Phil Mayers wrote:
It seems to be related to "peak movement" times - start/end of lectures and so forth - and to a massive spike in auth load as clients roam between APs. The problem is basically that above a certain load, auths suddenly aren't answered quickly enough, and the whole system goes into this spiral of doom where retransmits and reauths dominate.
The issue is that when ntlm_auth is blocked, the entire server melts down. This is the same as when an SQL DB blocks the server, too.
In our case, it was fork/exec of ntlm_auth being slow, and moving to a faster box helped a *lot*.
fork/exec shouldn't be that bad... the # of outstanding ntlm_programs is limited, but only by the total # of threads.
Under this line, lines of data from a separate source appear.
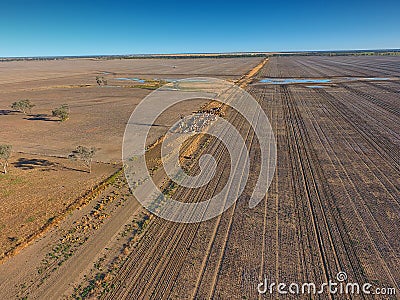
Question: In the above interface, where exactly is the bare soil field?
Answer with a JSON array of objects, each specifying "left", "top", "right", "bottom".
[
  {"left": 0, "top": 154, "right": 120, "bottom": 255},
  {"left": 0, "top": 58, "right": 260, "bottom": 270},
  {"left": 0, "top": 57, "right": 400, "bottom": 299}
]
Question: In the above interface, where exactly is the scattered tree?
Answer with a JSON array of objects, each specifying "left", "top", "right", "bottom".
[
  {"left": 0, "top": 145, "right": 12, "bottom": 174},
  {"left": 52, "top": 104, "right": 69, "bottom": 122},
  {"left": 68, "top": 146, "right": 97, "bottom": 173},
  {"left": 96, "top": 76, "right": 107, "bottom": 86},
  {"left": 11, "top": 99, "right": 35, "bottom": 115}
]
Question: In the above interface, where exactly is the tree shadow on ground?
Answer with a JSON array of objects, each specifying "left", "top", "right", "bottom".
[
  {"left": 24, "top": 114, "right": 58, "bottom": 122},
  {"left": 13, "top": 157, "right": 59, "bottom": 171},
  {"left": 13, "top": 157, "right": 86, "bottom": 173},
  {"left": 0, "top": 109, "right": 18, "bottom": 116}
]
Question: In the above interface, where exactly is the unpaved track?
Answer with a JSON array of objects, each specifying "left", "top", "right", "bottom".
[
  {"left": 103, "top": 58, "right": 400, "bottom": 299},
  {"left": 1, "top": 57, "right": 400, "bottom": 299}
]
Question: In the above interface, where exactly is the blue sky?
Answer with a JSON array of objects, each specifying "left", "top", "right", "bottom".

So maybe the issues is past fork/exec, and into ntlm_auth / winbind?
In our case, we were seeing the spike on radius and ntlm_auth times, but not MSRPC, which told us it was local. A closer examination of vmstat output strongly suggested kernel load of fork/exec. A faster box with a newer Linux kernel does not have the same issues, even under significantly higher load.
Weird, but OK.
A few tricks needed here to process this data.
To get the ntlm_auth timings, at the moment you'll need a wrapper. I wrote a quick one in C which basically does clock_getime, fork/exec/wait, clock_gettime again the logs the result and returns the child exit status. I'll try to post the code later today.
Maybe the changes in 2.2.3 will help here. If the child takes more than 1 second, you're better off giving up on the request. Alan DeKok.